A week later….
Now that exactly a week has passed by, I have had some more time to reflect on my experience.
I was very sore for two days before it started improving. I hobbled around slowly and unsteadily and almost fell down the first step I took out of bed the next day. It was a pain that is difficult to describe and put into words. We all have experienced muscle stiffness and aches after doing something that was physically a little too much for us. But this pain was much deeper, more intense. It was as if not only my muscles hurt but my bones and the entire essence of my being. The pain was much sharper than a simple muscle ache too. For a few days I worried that perhaps I might have a stress fracture in several places.
Remember the time you walked across the room at night only to accidentally bump your shin into a piece of furniture that you had forgotten about? We’ve all had experiences like that and we’ve all had a tender knot on our shin’s that we could barely touch to remind us of our mishap. Now imagine if every inch of your lower body below your pelvis hurt just as much and you will have some idea of what I am talking about.
Unless I decide to run another flat paved ultra, this might turn out to be the fastest 50 mile that I’ll ever run in my life. When running a trail 50 mile ultramarathon, I would usually plan for a finish somewhere around a 11:30 to 12:00 hours. Without setting out to, I even ran a qualifying time for the Comrades Marathon Comrades Marathon. The Comrades is the oldest, largest and most well-known ultramarathon in the world; some have called it the “Boston Marathon” of ultramarathons. It is 90 kilometers (54 miles) run in South Africa in June. The entire country shuts down as a national holiday while over 12,000 people attempt to run the distance in under the cut-off time of 12 hours. Well, I am not planning on running in South Africa in 2008, but who knows? If I ever decide that that is something that I might want to do, at least I know of a nice flat ultramarathon course where I might try to qualify again.
To my surprise and despite how severe the pain was initially, I have recovered more quickly from this race than from my first two ultras this past spring. I had massage yesterday that went far in removing the last remaining tight spots (I highly recommend a good massage for everybody every now and then, even if you’ve never run fifty miles). My soreness is now almost entirely gone. I almost feel ready to run again. However, I promised myself that I would take at least two weeks off from running completely and when I restart, I would go easy for a month or two.
I lost over 3% of my body fat during that run and that is even despite all of the calories I took in during the run in the form of energy gels, sports drink, and food. My appetite has been into overdrive this week and I have greatly enjoyed satisfying it. That is one of the best thing about all of this physical activity, perhaps even the real reason why I do it in the first place, I can eat whatever I want and not worry about it. When I was in my 20s I could do that without exercising but now that my metabolic rate has slowed down, I guess I need to be sure to actively burn those extra calories off.

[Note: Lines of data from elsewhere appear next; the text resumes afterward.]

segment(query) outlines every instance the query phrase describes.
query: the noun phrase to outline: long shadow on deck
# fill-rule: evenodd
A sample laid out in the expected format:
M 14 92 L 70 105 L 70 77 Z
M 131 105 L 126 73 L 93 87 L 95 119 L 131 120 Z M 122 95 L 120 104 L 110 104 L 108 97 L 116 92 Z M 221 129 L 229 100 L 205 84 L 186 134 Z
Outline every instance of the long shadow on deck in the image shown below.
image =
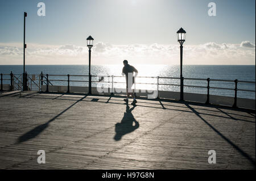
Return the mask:
M 115 141 L 120 140 L 123 136 L 131 133 L 139 128 L 139 122 L 135 119 L 131 113 L 135 107 L 134 106 L 130 108 L 128 104 L 126 104 L 126 112 L 123 113 L 123 119 L 121 123 L 115 124 L 115 135 L 114 137 Z M 133 125 L 133 122 L 135 123 L 135 125 Z
M 234 149 L 236 149 L 239 153 L 246 158 L 253 165 L 255 165 L 255 161 L 251 158 L 249 154 L 243 151 L 241 149 L 240 149 L 238 146 L 237 146 L 235 144 L 234 144 L 232 141 L 230 141 L 229 138 L 226 137 L 224 135 L 221 134 L 217 129 L 213 127 L 210 123 L 209 123 L 207 120 L 205 120 L 204 118 L 203 118 L 200 115 L 200 113 L 196 111 L 194 108 L 191 107 L 188 104 L 185 103 L 185 105 L 187 106 L 191 111 L 192 111 L 200 119 L 201 119 L 206 124 L 207 124 L 210 128 L 212 128 L 214 132 L 218 133 L 223 139 L 226 141 L 231 146 L 232 146 Z
M 65 112 L 68 111 L 69 109 L 70 109 L 72 107 L 73 107 L 75 104 L 77 104 L 78 102 L 79 102 L 80 101 L 82 101 L 86 96 L 87 96 L 87 95 L 85 95 L 85 96 L 82 97 L 80 99 L 78 100 L 75 103 L 72 104 L 69 107 L 67 108 L 64 111 L 63 111 L 61 112 L 60 112 L 59 114 L 58 114 L 57 116 L 56 116 L 54 117 L 53 117 L 52 119 L 50 119 L 48 122 L 44 123 L 43 124 L 39 125 L 39 126 L 37 126 L 36 127 L 34 128 L 33 129 L 31 129 L 31 131 L 26 133 L 23 135 L 20 136 L 18 138 L 18 141 L 17 141 L 16 143 L 19 144 L 19 143 L 20 143 L 20 142 L 22 142 L 24 141 L 26 141 L 32 138 L 36 137 L 38 135 L 39 135 L 40 133 L 41 133 L 44 129 L 46 129 L 48 127 L 48 126 L 49 125 L 49 124 L 51 122 L 54 121 L 59 116 L 60 116 L 63 113 L 64 113 Z

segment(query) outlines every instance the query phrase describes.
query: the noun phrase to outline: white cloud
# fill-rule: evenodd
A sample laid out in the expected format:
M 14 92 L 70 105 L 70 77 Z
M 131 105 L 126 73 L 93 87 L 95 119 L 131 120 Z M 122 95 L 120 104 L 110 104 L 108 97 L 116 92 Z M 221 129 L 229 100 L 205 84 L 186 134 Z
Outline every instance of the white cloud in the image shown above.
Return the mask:
M 248 41 L 240 44 L 184 45 L 184 64 L 255 64 L 255 45 Z M 27 43 L 28 64 L 86 64 L 88 48 L 68 44 Z M 95 44 L 92 51 L 93 64 L 119 64 L 123 59 L 133 64 L 179 64 L 179 45 L 112 45 Z M 0 64 L 22 64 L 22 44 L 0 43 Z
M 251 43 L 250 43 L 249 41 L 242 41 L 240 44 L 241 47 L 245 47 L 245 48 L 255 48 L 255 45 Z

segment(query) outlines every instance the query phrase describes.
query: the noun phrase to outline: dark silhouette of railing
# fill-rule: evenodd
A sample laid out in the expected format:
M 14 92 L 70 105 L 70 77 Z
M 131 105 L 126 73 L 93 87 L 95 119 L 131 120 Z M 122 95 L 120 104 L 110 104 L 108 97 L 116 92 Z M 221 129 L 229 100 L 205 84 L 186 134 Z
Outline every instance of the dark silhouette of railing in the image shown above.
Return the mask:
M 10 78 L 3 78 L 3 75 L 10 75 Z M 71 80 L 71 77 L 88 77 L 88 75 L 63 75 L 63 74 L 46 74 L 46 77 L 44 76 L 44 74 L 43 74 L 43 72 L 41 73 L 40 74 L 38 75 L 40 78 L 39 79 L 39 85 L 37 85 L 36 83 L 32 81 L 31 78 L 28 78 L 28 79 L 30 79 L 31 81 L 33 82 L 38 87 L 40 90 L 42 90 L 42 86 L 44 85 L 46 85 L 46 91 L 49 91 L 49 85 L 53 86 L 53 84 L 52 82 L 67 82 L 67 87 L 68 91 L 67 92 L 70 92 L 70 82 L 89 82 L 89 80 Z M 1 74 L 1 90 L 3 90 L 3 81 L 10 80 L 11 81 L 11 90 L 13 90 L 13 79 L 14 75 L 11 72 L 11 74 Z M 67 79 L 49 79 L 49 77 L 67 77 Z M 98 77 L 99 81 L 92 81 L 92 83 L 112 83 L 111 87 L 112 90 L 113 90 L 114 85 L 115 83 L 125 83 L 125 82 L 116 82 L 114 81 L 114 78 L 120 78 L 123 77 L 123 76 L 116 76 L 116 75 L 92 75 L 92 77 Z M 108 77 L 111 78 L 112 81 L 105 81 L 104 77 Z M 156 85 L 156 90 L 159 91 L 159 86 L 180 86 L 180 84 L 174 84 L 174 83 L 159 83 L 159 79 L 180 79 L 179 77 L 137 77 L 137 78 L 156 78 L 156 83 L 147 83 L 147 82 L 135 82 L 135 89 L 136 88 L 136 85 Z M 255 82 L 253 81 L 240 81 L 238 79 L 235 80 L 225 80 L 225 79 L 210 79 L 208 78 L 207 79 L 204 78 L 184 78 L 184 80 L 193 80 L 193 81 L 207 81 L 207 86 L 197 86 L 197 85 L 184 85 L 184 87 L 196 87 L 196 88 L 204 88 L 207 89 L 207 99 L 205 102 L 206 104 L 209 104 L 209 98 L 210 98 L 210 89 L 220 89 L 220 90 L 232 90 L 234 91 L 234 104 L 233 105 L 233 107 L 237 107 L 237 91 L 249 91 L 249 92 L 255 92 L 255 91 L 253 90 L 248 90 L 248 89 L 238 89 L 237 85 L 238 83 L 253 83 L 255 84 Z M 232 88 L 227 88 L 227 87 L 212 87 L 210 86 L 210 82 L 234 82 L 234 89 Z M 40 85 L 40 86 L 39 86 Z

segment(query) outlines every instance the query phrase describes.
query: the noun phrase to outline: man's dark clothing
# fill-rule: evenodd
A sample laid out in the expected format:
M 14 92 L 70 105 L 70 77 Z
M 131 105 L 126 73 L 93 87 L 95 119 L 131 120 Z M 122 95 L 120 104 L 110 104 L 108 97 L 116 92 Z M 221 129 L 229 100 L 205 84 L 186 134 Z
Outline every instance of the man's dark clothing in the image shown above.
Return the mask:
M 126 78 L 126 88 L 131 87 L 134 83 L 134 77 L 133 76 L 134 71 L 138 72 L 138 70 L 133 66 L 130 65 L 129 64 L 125 65 L 123 68 L 122 73 L 125 74 L 125 77 Z M 133 83 L 130 84 L 129 83 L 129 85 L 128 85 L 128 73 L 129 73 L 133 74 Z

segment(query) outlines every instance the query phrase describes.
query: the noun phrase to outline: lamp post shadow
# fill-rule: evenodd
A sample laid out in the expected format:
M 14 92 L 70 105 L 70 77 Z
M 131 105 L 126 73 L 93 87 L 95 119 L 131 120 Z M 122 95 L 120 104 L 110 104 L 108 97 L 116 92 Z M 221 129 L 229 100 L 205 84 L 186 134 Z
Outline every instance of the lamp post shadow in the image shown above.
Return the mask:
M 123 117 L 121 123 L 115 124 L 115 135 L 114 139 L 115 141 L 119 141 L 122 137 L 138 129 L 139 127 L 139 123 L 136 120 L 131 113 L 136 106 L 131 108 L 126 104 L 126 111 L 123 113 Z M 133 125 L 134 122 L 135 125 Z

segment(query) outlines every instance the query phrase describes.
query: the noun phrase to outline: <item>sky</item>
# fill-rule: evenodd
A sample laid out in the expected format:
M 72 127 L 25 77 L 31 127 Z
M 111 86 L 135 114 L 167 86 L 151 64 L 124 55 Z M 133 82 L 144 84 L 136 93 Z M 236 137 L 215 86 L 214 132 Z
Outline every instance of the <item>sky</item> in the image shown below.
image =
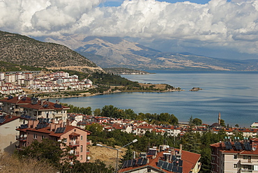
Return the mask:
M 258 0 L 0 0 L 0 30 L 119 36 L 162 52 L 258 59 Z

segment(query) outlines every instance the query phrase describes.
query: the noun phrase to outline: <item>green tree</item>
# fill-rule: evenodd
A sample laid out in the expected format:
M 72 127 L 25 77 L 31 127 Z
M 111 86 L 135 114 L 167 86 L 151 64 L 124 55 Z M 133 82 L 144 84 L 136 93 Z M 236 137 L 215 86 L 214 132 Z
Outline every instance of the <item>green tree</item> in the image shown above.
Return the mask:
M 223 127 L 226 127 L 226 124 L 225 123 L 225 120 L 224 119 L 220 119 L 220 126 Z
M 42 142 L 33 140 L 32 143 L 24 147 L 23 150 L 15 153 L 19 158 L 35 158 L 38 160 L 45 160 L 57 167 L 61 172 L 70 169 L 70 163 L 76 164 L 76 157 L 70 156 L 70 148 L 61 142 L 44 139 Z
M 101 114 L 101 110 L 100 108 L 97 108 L 93 111 L 94 116 L 100 116 Z
M 89 126 L 86 126 L 85 130 L 91 132 L 91 135 L 96 135 L 100 134 L 103 130 L 103 127 L 98 123 L 92 123 Z
M 202 121 L 200 119 L 195 118 L 192 120 L 192 123 L 196 126 L 200 126 L 202 124 Z

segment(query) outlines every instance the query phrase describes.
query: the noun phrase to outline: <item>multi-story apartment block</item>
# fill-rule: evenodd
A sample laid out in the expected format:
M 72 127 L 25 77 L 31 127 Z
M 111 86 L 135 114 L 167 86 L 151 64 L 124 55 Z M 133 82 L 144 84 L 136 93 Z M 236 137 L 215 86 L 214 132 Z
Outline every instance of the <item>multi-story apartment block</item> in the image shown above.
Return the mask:
M 5 73 L 3 72 L 0 72 L 0 80 L 4 80 L 5 79 Z
M 54 103 L 44 100 L 38 100 L 33 98 L 31 103 L 27 105 L 20 105 L 22 109 L 22 115 L 27 115 L 33 119 L 46 118 L 53 119 L 56 122 L 59 120 L 66 121 L 67 110 L 69 107 L 63 106 L 58 103 Z
M 40 119 L 39 120 L 29 120 L 27 124 L 21 125 L 17 130 L 20 131 L 17 136 L 19 144 L 17 146 L 17 150 L 22 149 L 22 146 L 29 146 L 33 140 L 41 142 L 44 139 L 48 138 L 54 141 L 60 141 L 70 147 L 70 154 L 75 156 L 77 159 L 84 163 L 89 161 L 87 155 L 87 135 L 91 132 L 79 127 L 65 125 L 62 120 L 59 120 L 58 123 L 51 122 L 47 123 L 47 119 Z M 63 147 L 63 146 L 61 146 Z
M 139 158 L 126 160 L 118 172 L 197 173 L 201 168 L 200 154 L 163 145 L 150 148 Z
M 22 123 L 23 120 L 19 116 L 0 116 L 0 152 L 13 153 L 18 143 L 15 138 L 18 132 L 15 128 Z
M 211 172 L 258 172 L 258 138 L 211 144 Z
M 20 115 L 20 112 L 23 110 L 19 107 L 31 103 L 31 98 L 26 96 L 19 96 L 13 97 L 8 96 L 7 98 L 0 100 L 2 111 L 7 114 Z
M 15 74 L 8 74 L 5 75 L 5 81 L 6 82 L 15 82 Z

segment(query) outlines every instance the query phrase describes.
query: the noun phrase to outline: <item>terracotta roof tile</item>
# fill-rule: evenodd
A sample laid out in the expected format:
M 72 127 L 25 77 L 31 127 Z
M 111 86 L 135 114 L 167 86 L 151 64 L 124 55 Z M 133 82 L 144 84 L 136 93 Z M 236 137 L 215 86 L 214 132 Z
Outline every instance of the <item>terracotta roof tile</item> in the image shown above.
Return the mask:
M 179 149 L 175 149 L 175 151 L 179 151 Z M 162 152 L 158 153 L 157 156 L 155 158 L 149 158 L 149 163 L 146 163 L 145 165 L 138 166 L 138 167 L 129 167 L 126 168 L 121 169 L 119 170 L 119 172 L 129 172 L 130 170 L 136 170 L 141 167 L 145 167 L 146 166 L 149 166 L 151 167 L 154 167 L 155 170 L 160 170 L 160 172 L 172 172 L 167 170 L 165 170 L 162 169 L 160 169 L 160 167 L 157 167 L 157 163 L 158 162 L 158 160 L 163 156 Z M 190 170 L 195 167 L 195 165 L 198 163 L 199 160 L 200 159 L 201 155 L 186 151 L 182 151 L 182 155 L 181 155 L 181 160 L 183 160 L 183 173 L 189 173 Z
M 8 123 L 8 122 L 10 122 L 15 119 L 20 119 L 20 116 L 16 116 L 13 115 L 12 116 L 6 115 L 3 117 L 3 119 L 5 119 L 3 123 L 0 123 L 0 126 Z

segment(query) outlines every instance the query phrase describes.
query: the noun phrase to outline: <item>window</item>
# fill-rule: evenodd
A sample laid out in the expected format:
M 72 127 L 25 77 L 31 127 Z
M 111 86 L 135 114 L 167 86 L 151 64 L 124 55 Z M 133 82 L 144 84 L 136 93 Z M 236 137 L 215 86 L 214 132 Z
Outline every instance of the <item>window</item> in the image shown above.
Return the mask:
M 46 136 L 44 136 L 44 135 L 42 135 L 41 136 L 41 140 L 43 140 L 43 139 L 46 138 Z
M 37 134 L 33 134 L 33 139 L 37 139 L 38 135 Z

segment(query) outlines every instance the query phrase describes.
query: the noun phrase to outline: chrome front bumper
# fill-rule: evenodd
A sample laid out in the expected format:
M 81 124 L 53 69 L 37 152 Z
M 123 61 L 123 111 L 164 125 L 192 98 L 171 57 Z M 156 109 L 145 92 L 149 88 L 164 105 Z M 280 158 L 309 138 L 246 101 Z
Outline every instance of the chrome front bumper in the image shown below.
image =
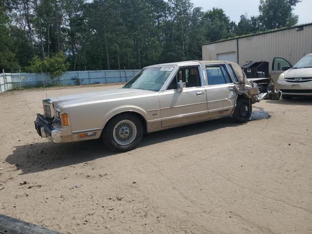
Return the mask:
M 312 95 L 312 81 L 292 82 L 286 80 L 277 80 L 276 89 L 282 91 L 283 94 L 285 95 Z
M 62 142 L 62 131 L 57 129 L 44 117 L 37 114 L 37 117 L 35 121 L 35 127 L 37 133 L 41 137 L 48 137 L 54 143 Z

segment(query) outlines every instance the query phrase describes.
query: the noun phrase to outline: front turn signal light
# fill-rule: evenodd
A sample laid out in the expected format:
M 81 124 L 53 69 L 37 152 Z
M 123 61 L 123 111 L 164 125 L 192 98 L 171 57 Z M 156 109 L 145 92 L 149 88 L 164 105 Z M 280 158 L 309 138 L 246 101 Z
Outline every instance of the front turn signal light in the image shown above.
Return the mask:
M 68 114 L 67 113 L 61 113 L 60 122 L 62 126 L 68 126 Z

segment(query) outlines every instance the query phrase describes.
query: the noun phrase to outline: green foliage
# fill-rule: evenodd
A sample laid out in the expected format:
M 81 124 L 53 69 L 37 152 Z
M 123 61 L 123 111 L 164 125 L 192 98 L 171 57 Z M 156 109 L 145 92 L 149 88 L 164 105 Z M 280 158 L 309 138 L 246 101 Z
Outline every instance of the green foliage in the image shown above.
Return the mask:
M 298 16 L 292 11 L 300 0 L 260 0 L 259 21 L 262 29 L 270 30 L 293 26 Z
M 0 68 L 55 77 L 200 59 L 204 42 L 293 25 L 299 1 L 261 0 L 260 15 L 236 25 L 223 9 L 203 12 L 191 0 L 2 0 Z
M 204 14 L 203 21 L 208 41 L 214 41 L 235 36 L 235 23 L 231 21 L 220 8 L 214 7 Z
M 67 71 L 69 63 L 66 62 L 66 57 L 63 52 L 57 53 L 54 56 L 46 57 L 43 60 L 35 55 L 30 61 L 30 66 L 26 68 L 29 72 L 40 73 L 48 72 L 51 74 L 53 79 L 61 76 Z M 42 70 L 41 70 L 42 69 Z
M 19 66 L 12 49 L 13 42 L 9 33 L 9 22 L 4 7 L 0 4 L 0 72 L 2 72 L 2 69 L 10 72 L 12 68 Z

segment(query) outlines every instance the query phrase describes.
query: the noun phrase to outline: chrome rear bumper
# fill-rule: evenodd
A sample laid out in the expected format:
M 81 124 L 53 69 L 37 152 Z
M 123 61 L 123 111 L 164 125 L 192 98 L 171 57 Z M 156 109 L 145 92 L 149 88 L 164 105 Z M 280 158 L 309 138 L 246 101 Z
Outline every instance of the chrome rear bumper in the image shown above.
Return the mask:
M 37 114 L 37 117 L 35 121 L 35 128 L 41 137 L 48 137 L 54 143 L 62 142 L 61 130 L 54 128 L 52 123 L 39 114 Z

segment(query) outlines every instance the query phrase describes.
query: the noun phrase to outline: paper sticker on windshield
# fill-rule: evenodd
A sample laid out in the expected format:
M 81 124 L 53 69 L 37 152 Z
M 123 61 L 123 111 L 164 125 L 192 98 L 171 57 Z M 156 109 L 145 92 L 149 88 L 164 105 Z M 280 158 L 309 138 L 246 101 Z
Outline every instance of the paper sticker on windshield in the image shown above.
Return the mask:
M 160 69 L 160 71 L 171 71 L 174 70 L 175 67 L 163 67 Z

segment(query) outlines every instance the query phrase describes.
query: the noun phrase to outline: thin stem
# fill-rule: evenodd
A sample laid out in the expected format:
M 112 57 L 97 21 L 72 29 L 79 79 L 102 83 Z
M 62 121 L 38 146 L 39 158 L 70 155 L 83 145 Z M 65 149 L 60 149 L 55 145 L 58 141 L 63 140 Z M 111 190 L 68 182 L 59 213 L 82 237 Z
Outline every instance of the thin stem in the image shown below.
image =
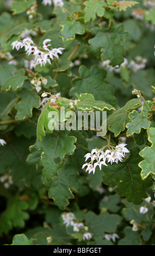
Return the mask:
M 69 57 L 68 57 L 67 59 L 69 60 L 70 60 L 72 56 L 75 54 L 75 53 L 76 52 L 76 51 L 78 50 L 78 49 L 79 48 L 79 47 L 80 47 L 80 44 L 78 44 L 77 45 L 77 46 L 76 47 L 76 48 L 75 48 L 75 50 L 73 50 L 73 51 L 71 53 L 71 54 L 69 56 Z
M 54 80 L 56 80 L 56 79 L 57 78 L 58 76 L 59 76 L 59 74 L 60 72 L 57 72 L 57 73 L 56 74 L 55 76 L 54 76 Z
M 91 32 L 89 32 L 85 36 L 84 36 L 84 38 L 83 38 L 83 39 L 84 40 L 85 40 L 91 34 Z M 70 60 L 71 59 L 71 58 L 72 57 L 72 56 L 75 54 L 75 53 L 76 52 L 76 51 L 78 50 L 79 47 L 80 47 L 80 44 L 78 44 L 77 46 L 76 47 L 76 48 L 75 48 L 75 50 L 73 51 L 73 52 L 71 53 L 71 54 L 70 55 L 70 56 L 68 57 L 67 59 Z
M 25 120 L 27 119 L 27 118 L 25 118 L 23 120 L 16 120 L 16 119 L 10 119 L 10 120 L 6 120 L 5 121 L 0 121 L 0 125 L 5 125 L 7 124 L 13 124 L 14 123 L 17 123 L 19 121 L 24 121 Z

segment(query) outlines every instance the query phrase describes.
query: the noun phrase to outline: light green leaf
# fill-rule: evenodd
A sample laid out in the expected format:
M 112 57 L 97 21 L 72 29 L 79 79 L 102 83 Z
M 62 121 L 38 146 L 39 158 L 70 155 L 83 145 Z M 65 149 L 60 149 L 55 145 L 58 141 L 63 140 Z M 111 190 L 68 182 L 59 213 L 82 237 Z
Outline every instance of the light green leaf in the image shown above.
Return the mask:
M 152 184 L 149 179 L 141 179 L 138 165 L 141 159 L 139 151 L 138 148 L 133 148 L 125 162 L 106 166 L 103 169 L 103 182 L 108 186 L 114 185 L 114 190 L 119 196 L 126 197 L 128 202 L 134 204 L 140 204 L 144 198 L 148 197 L 146 190 Z
M 118 2 L 119 11 L 126 11 L 128 7 L 132 7 L 137 4 L 139 4 L 139 3 L 136 1 L 126 1 L 126 0 L 120 1 Z
M 34 91 L 23 88 L 17 92 L 17 95 L 21 100 L 16 105 L 17 113 L 16 119 L 23 119 L 26 117 L 32 116 L 32 109 L 40 106 L 40 97 Z
M 14 1 L 12 3 L 11 9 L 14 15 L 23 13 L 26 11 L 34 3 L 35 0 L 23 0 L 22 2 L 18 1 Z
M 57 59 L 51 65 L 51 69 L 54 72 L 64 72 L 70 68 L 72 62 L 69 59 Z
M 106 9 L 104 7 L 107 5 L 106 3 L 100 0 L 89 0 L 84 2 L 86 6 L 84 9 L 85 14 L 84 15 L 84 22 L 88 22 L 92 19 L 95 20 L 96 15 L 102 17 L 105 13 Z
M 32 245 L 33 239 L 28 239 L 24 234 L 15 235 L 10 245 Z
M 155 25 L 155 9 L 151 9 L 147 11 L 147 13 L 145 13 L 145 19 L 147 21 L 151 22 L 152 25 Z
M 151 79 L 150 82 L 148 82 L 149 79 Z M 140 70 L 131 73 L 128 85 L 132 86 L 134 89 L 140 90 L 141 93 L 150 97 L 152 96 L 152 90 L 151 86 L 148 86 L 148 84 L 153 84 L 154 78 L 151 80 L 151 76 L 147 70 Z
M 13 90 L 15 91 L 18 88 L 21 87 L 24 81 L 27 79 L 27 76 L 24 76 L 24 69 L 20 69 L 15 75 L 11 76 L 5 81 L 2 86 L 2 89 L 7 92 L 12 88 Z
M 104 70 L 95 65 L 88 69 L 82 65 L 79 69 L 79 77 L 72 81 L 74 87 L 70 92 L 71 96 L 75 96 L 76 93 L 80 94 L 89 92 L 93 95 L 95 100 L 101 100 L 114 107 L 117 106 L 113 88 L 103 81 L 106 76 Z
M 138 99 L 129 100 L 123 107 L 114 112 L 107 118 L 107 127 L 114 132 L 117 137 L 121 131 L 125 129 L 126 124 L 129 121 L 129 111 L 138 108 L 140 103 Z
M 141 175 L 142 179 L 146 179 L 150 173 L 155 174 L 155 128 L 147 130 L 148 139 L 152 143 L 151 147 L 146 147 L 139 153 L 144 160 L 140 162 L 139 166 L 142 169 Z
M 54 130 L 52 134 L 47 133 L 46 137 L 43 137 L 42 141 L 36 142 L 35 147 L 43 151 L 41 164 L 44 166 L 43 174 L 48 182 L 57 176 L 58 169 L 63 167 L 65 155 L 74 153 L 76 141 L 75 137 L 69 135 L 67 130 Z
M 75 20 L 72 21 L 67 20 L 60 24 L 63 27 L 60 31 L 60 35 L 63 38 L 64 41 L 73 40 L 75 38 L 76 34 L 82 35 L 84 34 L 84 27 L 79 22 Z
M 127 31 L 129 33 L 128 40 L 138 42 L 142 36 L 142 33 L 137 21 L 135 20 L 127 20 L 123 22 L 123 24 L 125 30 Z
M 49 106 L 49 102 L 50 99 L 49 99 L 41 110 L 41 114 L 38 120 L 36 136 L 39 141 L 41 141 L 41 136 L 45 136 L 45 131 L 51 133 L 52 133 L 53 131 L 53 129 L 49 130 L 48 129 L 48 123 L 50 120 L 50 118 L 48 117 L 49 113 L 51 111 L 55 111 L 57 113 L 59 113 L 59 111 L 56 108 Z
M 42 45 L 43 41 L 47 38 L 51 39 L 51 47 L 52 48 L 58 48 L 63 46 L 62 38 L 59 36 L 61 27 L 59 24 L 54 25 L 51 29 L 48 31 L 44 34 L 39 41 L 39 45 Z
M 10 39 L 10 38 L 14 35 L 19 35 L 21 34 L 22 31 L 25 28 L 28 30 L 30 30 L 33 28 L 34 26 L 34 24 L 30 22 L 20 23 L 18 25 L 16 26 L 15 27 L 14 27 L 13 28 L 12 28 L 8 32 L 6 36 L 6 38 L 7 39 L 7 41 L 8 41 L 9 39 Z M 15 40 L 14 40 L 14 41 L 15 41 Z
M 58 86 L 57 82 L 54 79 L 51 78 L 51 76 L 45 76 L 45 78 L 47 80 L 46 84 L 44 84 L 44 87 L 48 88 L 49 87 L 55 87 Z
M 41 159 L 41 150 L 38 150 L 34 147 L 34 145 L 30 146 L 29 150 L 30 153 L 28 155 L 26 162 L 28 164 L 36 164 L 36 168 L 39 166 L 39 163 Z
M 131 119 L 131 122 L 126 125 L 128 129 L 127 136 L 130 136 L 133 133 L 140 133 L 141 128 L 147 129 L 150 127 L 151 121 L 148 120 L 148 116 L 142 111 L 139 113 L 134 110 L 129 113 L 128 117 Z
M 104 101 L 96 101 L 94 96 L 89 93 L 82 93 L 80 95 L 76 93 L 76 95 L 79 100 L 77 106 L 78 109 L 91 111 L 96 108 L 103 111 L 106 108 L 115 110 L 112 106 Z
M 12 76 L 12 71 L 15 71 L 16 68 L 13 65 L 9 64 L 8 62 L 4 60 L 0 64 L 0 85 L 2 86 L 4 84 L 5 81 Z
M 110 65 L 120 65 L 123 62 L 125 51 L 121 41 L 126 41 L 128 32 L 124 31 L 122 24 L 111 26 L 108 31 L 102 27 L 95 27 L 92 33 L 95 36 L 89 40 L 93 50 L 101 49 L 103 60 L 110 60 Z

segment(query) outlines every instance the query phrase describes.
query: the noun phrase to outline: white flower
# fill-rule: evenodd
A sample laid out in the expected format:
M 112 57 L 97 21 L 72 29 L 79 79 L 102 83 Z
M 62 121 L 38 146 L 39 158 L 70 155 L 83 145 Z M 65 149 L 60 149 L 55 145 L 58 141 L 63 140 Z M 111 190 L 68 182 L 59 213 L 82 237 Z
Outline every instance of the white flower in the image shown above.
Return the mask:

I still cannot believe that I have done it. Before this, to run 50 miles was an inconceivable. Well, now I know exactly what it is like but I still cannot believe that I actually did it.
I don’t know what the future will hold. I am already thinking about potential races to run next spring or summer. Someone asked me if I am going do 100 miles next time. I don’t think so, not yet, not until I am ready. And I don’t feel ready for a hundred yet. There is much to learn about the 50 mile distance. I’d still like to do a trail 50 mile ultra. Maybe I will never need to do anything more. Maybe someday I will move up in mileage to the 100k or the 100m or maybe I never will. For now I am going to enjoy my success and the well-deserved off-season for the next few weeks. It is all about the experience anyway, not about the distance.
But then I guess, that is what the greatest ultramarathon of all … life… is like. It would be foolish to rush on to bigger and better things until we are ready and without enjoying the journey we are living at the moment. We never really know where our finish line of life will be anyway and so we each must enjoy every single day that we are blessed with.